For testing this try t.test again:
t.test(len ~ supp, data = subset(ToothGrowth, dose == 2))
##
## Welch Two Sample t-test
##
## data: len by supp
## t = -0.046136, df = 14.04, p-value = 0.9639
## alternative hypothesis: true difference in means is not equal to 0
## 95 percent confidence interval:
## -3.79807 3.63807
## sample estimates:
## mean in group OJ mean in group VC
## 26.06 26.14
So, if confidence interval include zero and p-value is bigger than usual \(\alpha\) level (.05) then we our hypotesis is true and we cannot reject it.

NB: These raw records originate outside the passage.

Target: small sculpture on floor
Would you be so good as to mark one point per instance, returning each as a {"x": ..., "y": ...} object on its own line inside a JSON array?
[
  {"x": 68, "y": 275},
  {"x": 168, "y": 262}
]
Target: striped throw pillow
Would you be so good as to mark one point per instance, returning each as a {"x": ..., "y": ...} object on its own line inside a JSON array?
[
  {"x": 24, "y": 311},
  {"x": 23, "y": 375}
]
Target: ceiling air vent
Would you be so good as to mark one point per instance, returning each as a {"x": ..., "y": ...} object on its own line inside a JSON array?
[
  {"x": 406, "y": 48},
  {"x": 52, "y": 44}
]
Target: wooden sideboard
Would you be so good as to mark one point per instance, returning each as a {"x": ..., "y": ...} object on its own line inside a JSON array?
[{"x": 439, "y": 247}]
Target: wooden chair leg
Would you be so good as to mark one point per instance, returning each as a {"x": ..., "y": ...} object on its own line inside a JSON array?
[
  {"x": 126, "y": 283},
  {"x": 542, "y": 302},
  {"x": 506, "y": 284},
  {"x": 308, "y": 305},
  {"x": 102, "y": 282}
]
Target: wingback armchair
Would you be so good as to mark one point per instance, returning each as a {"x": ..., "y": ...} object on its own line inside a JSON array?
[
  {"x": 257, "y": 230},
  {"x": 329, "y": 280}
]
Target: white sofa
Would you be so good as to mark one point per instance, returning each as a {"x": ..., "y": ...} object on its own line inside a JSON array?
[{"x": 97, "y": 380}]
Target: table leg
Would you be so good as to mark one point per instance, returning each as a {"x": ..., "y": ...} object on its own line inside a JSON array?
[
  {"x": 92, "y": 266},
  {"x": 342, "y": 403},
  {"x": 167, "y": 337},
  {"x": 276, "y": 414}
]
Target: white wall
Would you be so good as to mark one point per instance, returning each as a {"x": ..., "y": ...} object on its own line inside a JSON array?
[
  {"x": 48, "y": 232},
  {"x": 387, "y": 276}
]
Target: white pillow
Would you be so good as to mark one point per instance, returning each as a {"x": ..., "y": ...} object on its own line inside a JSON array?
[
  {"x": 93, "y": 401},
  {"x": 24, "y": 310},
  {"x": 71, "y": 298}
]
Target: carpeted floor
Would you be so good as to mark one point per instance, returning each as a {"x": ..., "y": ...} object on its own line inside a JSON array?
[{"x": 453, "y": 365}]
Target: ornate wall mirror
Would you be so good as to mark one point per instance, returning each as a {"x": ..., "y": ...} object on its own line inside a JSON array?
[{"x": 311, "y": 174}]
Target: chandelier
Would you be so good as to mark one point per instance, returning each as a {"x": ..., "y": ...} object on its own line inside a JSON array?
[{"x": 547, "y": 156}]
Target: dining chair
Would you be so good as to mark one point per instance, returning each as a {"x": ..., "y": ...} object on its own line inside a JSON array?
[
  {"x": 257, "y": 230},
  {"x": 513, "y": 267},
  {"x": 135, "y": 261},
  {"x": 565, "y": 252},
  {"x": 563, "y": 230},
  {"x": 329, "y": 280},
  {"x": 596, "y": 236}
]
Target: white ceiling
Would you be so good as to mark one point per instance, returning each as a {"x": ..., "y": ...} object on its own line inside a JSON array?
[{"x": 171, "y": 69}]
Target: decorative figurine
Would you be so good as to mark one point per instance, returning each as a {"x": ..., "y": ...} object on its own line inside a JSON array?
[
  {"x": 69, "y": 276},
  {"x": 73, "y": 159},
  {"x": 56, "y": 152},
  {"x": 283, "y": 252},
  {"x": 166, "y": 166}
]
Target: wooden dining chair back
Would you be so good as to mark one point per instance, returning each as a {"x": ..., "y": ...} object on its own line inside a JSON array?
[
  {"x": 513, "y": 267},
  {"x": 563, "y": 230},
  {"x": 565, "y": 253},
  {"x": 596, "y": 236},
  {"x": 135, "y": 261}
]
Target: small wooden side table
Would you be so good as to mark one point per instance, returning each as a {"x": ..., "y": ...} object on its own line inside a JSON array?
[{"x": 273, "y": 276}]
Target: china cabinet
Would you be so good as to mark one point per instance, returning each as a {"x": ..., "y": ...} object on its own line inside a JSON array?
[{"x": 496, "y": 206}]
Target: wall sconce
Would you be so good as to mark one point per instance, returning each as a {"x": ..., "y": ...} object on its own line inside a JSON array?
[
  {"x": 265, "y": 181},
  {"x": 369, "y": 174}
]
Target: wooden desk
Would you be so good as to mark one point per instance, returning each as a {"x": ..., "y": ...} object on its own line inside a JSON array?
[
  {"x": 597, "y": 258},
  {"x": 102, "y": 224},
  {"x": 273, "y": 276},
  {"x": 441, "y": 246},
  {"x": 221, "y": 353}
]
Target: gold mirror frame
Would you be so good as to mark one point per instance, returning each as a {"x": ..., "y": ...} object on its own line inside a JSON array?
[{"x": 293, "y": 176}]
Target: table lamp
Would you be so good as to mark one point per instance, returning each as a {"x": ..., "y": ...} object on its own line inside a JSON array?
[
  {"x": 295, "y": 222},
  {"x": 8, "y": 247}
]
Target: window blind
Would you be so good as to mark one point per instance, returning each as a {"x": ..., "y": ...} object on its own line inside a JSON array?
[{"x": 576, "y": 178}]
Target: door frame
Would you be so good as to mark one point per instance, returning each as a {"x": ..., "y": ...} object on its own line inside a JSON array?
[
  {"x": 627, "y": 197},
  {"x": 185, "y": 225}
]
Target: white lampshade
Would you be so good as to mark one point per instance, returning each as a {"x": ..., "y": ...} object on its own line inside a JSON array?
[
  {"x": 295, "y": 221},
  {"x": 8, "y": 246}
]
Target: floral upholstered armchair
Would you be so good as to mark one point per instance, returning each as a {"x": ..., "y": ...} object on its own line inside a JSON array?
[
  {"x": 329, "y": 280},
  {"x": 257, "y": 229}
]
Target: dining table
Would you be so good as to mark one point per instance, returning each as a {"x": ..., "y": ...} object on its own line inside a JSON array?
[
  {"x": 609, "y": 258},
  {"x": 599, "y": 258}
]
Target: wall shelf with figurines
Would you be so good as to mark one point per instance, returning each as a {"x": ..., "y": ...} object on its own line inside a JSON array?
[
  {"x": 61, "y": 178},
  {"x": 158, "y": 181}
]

Dataset ToothGrowth allows to us make next conclusions:
** Vitamin C consumption results to increasing pig’s tooth growth.
** In small doses (0.5 and 1 mg) orange juice much effective than ascorbic acid.
** In big dose (2 mg) both supply types have same effectiveness.